Quando due atomi sono uguali, per quanto riguarda la loro elettronegatività, nessuno dei due cede o acquista elettroni. Al massimo possono condividere un numero adeguato di elettroni che consente a ciascuno di essi di raggiungere l’ottetto. Il legame covalente si rappresenta graficamente mediante un trattino che indica la coppia di elettroni che i 2 atomi condividono, oppure mediante 2 punti che rappresentano i 2 elettroni condivisi.

Il legame covalente puro o omopolare
Avviene quando il legame covalente si realizza tra atomi dello stesso elemento.
Come esmpio prendiamo la formazione di una molecola di idrogeno mediante 2 atomi di idrogeno. Perché il legame avvenga, bisogna avvicinare i due atomi in modo che i 2 elettroni interagiscano con entrambi i nuclei. Ciò avviene in una determinata posizione, chiamata distanza di legame di equilibrio.
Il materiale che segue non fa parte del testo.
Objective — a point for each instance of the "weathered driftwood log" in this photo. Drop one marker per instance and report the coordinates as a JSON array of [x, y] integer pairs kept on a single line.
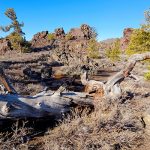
[[41, 105], [112, 87], [57, 103]]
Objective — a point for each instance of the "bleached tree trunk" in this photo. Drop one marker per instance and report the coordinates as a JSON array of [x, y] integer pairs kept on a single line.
[[56, 104], [41, 105], [112, 87]]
Un ulteriore avvicinamento creerebbe una repulsione tra i nuclei e tra gli elettroni annullando l’effetto stabilizzante dovuto alle forze attrattive.
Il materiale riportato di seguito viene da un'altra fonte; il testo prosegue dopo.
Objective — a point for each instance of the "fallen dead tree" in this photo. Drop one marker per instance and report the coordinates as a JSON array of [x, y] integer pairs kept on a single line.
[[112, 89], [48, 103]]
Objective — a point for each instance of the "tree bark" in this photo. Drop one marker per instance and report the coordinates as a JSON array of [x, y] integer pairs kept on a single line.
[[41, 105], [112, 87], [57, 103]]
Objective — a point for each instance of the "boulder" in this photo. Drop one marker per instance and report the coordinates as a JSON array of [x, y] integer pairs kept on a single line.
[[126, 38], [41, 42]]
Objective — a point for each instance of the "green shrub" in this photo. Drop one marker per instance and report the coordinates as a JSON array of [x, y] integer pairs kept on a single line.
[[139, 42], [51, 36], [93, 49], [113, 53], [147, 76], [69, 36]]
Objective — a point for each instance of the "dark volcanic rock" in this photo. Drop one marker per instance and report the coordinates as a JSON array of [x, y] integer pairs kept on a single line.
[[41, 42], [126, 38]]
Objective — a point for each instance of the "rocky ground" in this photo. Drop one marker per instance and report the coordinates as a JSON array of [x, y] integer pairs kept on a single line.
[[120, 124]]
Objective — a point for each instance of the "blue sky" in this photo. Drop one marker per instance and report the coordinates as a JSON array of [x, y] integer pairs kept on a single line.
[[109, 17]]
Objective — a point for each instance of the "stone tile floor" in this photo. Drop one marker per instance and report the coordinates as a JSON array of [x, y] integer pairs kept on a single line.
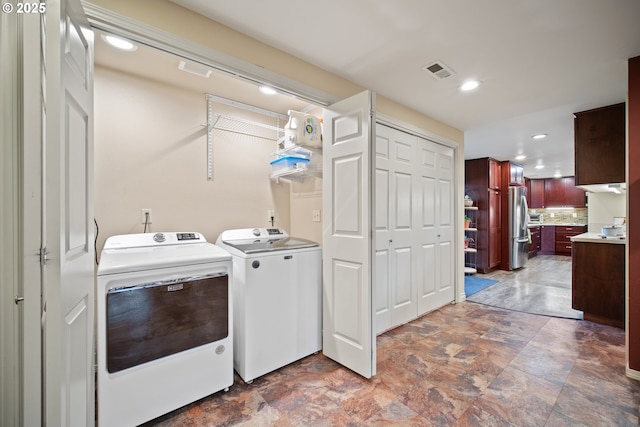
[[462, 365], [542, 286]]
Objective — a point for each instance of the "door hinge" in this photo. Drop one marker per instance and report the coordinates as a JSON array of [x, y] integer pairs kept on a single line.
[[43, 256]]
Il legame covalente polare
Quando il legame covalente riguarda due atomi di elementi diversi, bisogna distinguere tra:
* legame covalente apolare: se gli elementi uniti hanno una elettronegatività molto prossima;
* legame covalente polare: se gli elementi uniti hanno una elettronegatività molto diversa.
Ciascuno dei legami C – H del metano CH4 èun esmpio di legame covalente apolare perché i due elementi hanno valore di elettronegatività quasi uguali.